Thursday, June 14, 2007

Summer vs Winter Temps

So, I've been wondering: why in the winter does 50 degrees feel warm and we're outside in shorts basking in the pale sun, while the same temperature in the summer is frigid and requires a coat?

This has been a topic of much discussion in the Phouka household this week. We open the house up at night to take advantage of the lovely Colorado summer weather, and the temperature in the house in the morning has been dipping into mid-50s territory. It's perfect sleeping weather, and if we are conscientious about shutting the windows in the morning, the house stays cool enough that the air conditioning doesn't really come on until early evening, even on the 90-degree days. That sun blasting into the house from the west tends to heat things up a bit, but otherwise, it's pretty comfortable. The temp outside was 85, and even at 4pm it was still only 68 in the house.

Anyway, it's pretty dang chilly in the house in the morning, and even cooler downstairs. The Adorable Husband has been exercising in the basement each morning, and enjoying the cool mornings. I had to laugh at him -- if the house was the same temperature in January, say, he'd be bitching to high heaven that the house was like an icebox and refusing to get out of bed in the morning! (Well, me, too, but I tend to like it cooler than he does in general).

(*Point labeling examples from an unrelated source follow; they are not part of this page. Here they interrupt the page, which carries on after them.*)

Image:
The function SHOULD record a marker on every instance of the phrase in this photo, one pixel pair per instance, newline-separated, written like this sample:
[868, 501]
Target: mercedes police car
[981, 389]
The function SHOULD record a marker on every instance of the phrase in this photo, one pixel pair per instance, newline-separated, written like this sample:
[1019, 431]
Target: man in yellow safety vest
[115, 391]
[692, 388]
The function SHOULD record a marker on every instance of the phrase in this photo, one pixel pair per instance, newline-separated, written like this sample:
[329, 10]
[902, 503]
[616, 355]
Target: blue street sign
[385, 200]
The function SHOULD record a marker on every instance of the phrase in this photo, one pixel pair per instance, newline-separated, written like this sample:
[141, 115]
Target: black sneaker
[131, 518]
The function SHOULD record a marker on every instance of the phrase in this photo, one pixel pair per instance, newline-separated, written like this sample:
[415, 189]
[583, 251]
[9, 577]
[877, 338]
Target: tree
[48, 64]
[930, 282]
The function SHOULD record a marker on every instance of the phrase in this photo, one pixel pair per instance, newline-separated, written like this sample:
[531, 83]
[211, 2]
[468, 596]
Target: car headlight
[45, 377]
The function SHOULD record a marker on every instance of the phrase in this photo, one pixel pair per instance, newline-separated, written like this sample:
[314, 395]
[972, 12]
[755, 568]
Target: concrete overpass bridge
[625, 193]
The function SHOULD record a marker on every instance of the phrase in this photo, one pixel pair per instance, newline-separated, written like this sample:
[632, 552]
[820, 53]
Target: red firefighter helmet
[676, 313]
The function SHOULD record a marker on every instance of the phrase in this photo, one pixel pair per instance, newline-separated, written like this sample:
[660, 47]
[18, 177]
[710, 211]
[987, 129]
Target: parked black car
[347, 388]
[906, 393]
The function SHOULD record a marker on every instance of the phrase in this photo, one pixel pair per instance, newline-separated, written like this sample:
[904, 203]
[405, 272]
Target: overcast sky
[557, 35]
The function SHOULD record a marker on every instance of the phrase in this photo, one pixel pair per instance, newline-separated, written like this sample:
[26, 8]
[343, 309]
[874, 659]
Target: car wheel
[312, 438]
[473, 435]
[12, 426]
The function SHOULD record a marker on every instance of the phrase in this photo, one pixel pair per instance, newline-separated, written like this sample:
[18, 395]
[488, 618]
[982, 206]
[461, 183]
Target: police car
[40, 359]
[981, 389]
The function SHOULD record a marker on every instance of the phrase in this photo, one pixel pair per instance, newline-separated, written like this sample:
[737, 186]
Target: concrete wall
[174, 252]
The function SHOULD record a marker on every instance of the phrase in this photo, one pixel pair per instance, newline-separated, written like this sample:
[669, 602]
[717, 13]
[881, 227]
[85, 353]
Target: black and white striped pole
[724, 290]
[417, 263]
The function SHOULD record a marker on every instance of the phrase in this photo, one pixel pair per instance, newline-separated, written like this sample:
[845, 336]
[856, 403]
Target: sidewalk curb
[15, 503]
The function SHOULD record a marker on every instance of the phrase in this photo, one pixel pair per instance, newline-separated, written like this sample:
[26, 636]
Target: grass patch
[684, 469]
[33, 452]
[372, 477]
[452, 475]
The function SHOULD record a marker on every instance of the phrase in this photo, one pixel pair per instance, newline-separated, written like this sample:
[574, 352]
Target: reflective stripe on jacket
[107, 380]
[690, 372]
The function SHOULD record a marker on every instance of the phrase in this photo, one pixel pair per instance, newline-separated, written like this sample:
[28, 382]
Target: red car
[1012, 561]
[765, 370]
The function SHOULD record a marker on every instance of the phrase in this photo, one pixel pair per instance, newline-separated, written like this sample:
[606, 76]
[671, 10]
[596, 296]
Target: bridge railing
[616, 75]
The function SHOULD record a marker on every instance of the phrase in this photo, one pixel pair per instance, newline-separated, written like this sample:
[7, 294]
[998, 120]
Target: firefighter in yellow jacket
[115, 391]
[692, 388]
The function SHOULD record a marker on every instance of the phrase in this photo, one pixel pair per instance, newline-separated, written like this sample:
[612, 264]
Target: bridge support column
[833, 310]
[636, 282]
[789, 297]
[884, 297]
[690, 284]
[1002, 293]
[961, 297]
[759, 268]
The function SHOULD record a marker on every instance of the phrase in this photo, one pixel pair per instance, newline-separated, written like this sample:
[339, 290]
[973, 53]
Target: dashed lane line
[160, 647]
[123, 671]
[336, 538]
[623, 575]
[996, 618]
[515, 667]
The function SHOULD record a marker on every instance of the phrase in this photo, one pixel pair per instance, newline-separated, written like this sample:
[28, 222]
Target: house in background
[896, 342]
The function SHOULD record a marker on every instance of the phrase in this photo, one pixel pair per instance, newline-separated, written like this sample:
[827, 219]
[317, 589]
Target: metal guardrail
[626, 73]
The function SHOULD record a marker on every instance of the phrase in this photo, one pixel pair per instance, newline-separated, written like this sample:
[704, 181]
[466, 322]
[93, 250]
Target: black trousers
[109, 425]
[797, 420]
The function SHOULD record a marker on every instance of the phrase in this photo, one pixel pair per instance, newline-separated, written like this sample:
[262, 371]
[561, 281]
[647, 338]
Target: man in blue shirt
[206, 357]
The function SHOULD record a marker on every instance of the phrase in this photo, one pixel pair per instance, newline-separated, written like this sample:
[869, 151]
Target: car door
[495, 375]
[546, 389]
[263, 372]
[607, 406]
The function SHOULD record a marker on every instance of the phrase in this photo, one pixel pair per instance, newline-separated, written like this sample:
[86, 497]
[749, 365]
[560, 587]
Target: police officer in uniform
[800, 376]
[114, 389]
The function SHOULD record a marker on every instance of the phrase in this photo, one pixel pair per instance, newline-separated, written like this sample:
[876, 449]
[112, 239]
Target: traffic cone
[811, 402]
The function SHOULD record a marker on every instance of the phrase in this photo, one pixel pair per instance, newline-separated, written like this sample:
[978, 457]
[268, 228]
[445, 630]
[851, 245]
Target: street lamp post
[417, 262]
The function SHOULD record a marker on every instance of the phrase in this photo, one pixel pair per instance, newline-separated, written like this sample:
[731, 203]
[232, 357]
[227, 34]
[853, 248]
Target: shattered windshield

But now? When the days are climbing to 90 degrees? It's "refreshing" and perfectly ok that the house is at 56 in the morning while he runs around in pajama bottoms and no slippers.

Well, why does this happen? Obviously, it has to do with perception of "hot" and "cold" compared to the normal environment (I found an interesting explanation here in Hot and Cold Questions), but my body temperature is the same. Do I just get used to it being warmer, so my body thinks that 75 degrees is the "right" temperature instead of 35 degrees? So at some point in the spring and fall my body temperature sensors readjust? What triggers it? Average outdoor temperature? Longer daylight hours? Humidity?

It's all a sensory illusion, of course. 55 degrees is 55 degrees, but the relative difference in what we see as "normal" temperature accounts for the difference. I'd be curious, though, to find out the specific trigger points for when we think 55 is hot vs when we think 55 is cold.